For many who come to America’s National Parks, their first experience with the National Park Service is Acadia National Park. The park, first established as National Monument in 1916, was established as Lafayette National Park in 1919 and renamed Acadia in 1929. The idea for a national park east of the Mississippi came from the landscape architect Charles Elliott. Much of the park’s charm comes from the carriage trails that weave throughout the park. The trails were financed by John D. Rockefeller Jr. and designed by Beatrix Farrand.
I was there early in the season, before most of the roads in park were open to cars. Clearly, the carriage trails were popular with bikers and joggers, and next time I am there, I plan to bring my bike. But for this trip, I wanted to try my hand at the Beehive. I heard about the trail the last time I was in the park, and it didn’t disappoint.
The bulk of my hiking is done in Greater Yellowstone, where the volcanic history makes good vertical climbing a rare treat. But on Mt. Desert Island - the coastal Maine Island that is the home of Acadia - strong hard granite is the norm. So, the cliff faces of the beehive can support iron rungs used to go pretty much straight up a 500 foot rock outcrop.

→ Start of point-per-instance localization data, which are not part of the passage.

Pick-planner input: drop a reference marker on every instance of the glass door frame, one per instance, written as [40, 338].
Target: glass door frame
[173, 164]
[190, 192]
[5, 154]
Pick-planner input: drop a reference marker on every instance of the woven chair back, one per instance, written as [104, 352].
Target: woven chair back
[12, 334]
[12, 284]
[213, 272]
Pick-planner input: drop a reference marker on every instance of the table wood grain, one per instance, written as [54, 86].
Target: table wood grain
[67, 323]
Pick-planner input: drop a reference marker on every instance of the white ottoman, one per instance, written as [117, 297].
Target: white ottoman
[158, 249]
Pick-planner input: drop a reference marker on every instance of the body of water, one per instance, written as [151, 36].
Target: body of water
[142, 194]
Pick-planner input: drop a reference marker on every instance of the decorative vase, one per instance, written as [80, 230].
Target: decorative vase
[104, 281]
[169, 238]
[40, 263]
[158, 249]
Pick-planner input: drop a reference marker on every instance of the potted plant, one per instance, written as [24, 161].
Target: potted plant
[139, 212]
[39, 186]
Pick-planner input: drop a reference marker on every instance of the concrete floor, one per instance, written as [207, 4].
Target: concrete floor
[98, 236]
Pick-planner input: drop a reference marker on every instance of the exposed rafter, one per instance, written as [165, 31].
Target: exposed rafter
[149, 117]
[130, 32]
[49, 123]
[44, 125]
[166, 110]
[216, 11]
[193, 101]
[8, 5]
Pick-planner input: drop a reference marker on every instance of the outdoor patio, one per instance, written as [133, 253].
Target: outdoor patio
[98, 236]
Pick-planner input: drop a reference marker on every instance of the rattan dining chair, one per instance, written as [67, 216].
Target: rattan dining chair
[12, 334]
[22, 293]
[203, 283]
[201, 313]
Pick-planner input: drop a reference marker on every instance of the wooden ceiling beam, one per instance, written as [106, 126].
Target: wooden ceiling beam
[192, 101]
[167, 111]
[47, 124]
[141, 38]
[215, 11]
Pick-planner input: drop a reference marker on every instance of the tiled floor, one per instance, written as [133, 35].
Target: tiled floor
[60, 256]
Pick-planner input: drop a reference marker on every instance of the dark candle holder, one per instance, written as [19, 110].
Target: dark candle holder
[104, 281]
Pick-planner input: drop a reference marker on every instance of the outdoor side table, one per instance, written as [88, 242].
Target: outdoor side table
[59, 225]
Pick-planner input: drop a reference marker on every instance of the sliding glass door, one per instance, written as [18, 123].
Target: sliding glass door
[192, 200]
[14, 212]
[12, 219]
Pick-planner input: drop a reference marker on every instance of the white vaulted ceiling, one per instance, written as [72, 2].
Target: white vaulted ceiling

In short, it is a thrilling hike. But the best part of it is not the adrenaline rushes (although they are pretty amazing), but what is nearby. It is often said that people are either ocean or mountain people, but this trail offers the best of both worlds. The trail head is only a few hundred feet from the ocean. After a long winter of snow and skiing, a warm spring climb in the sea salt air, with waves crashing below was one of the most satisfying hikes I have done in years.
To finish off the hike, I headed south to the summit of Gorham Mountain and enjoyed the views of miles of untrammeled Maine coast. From the bottom of the mountain, I hiked north along the ocean back to the car.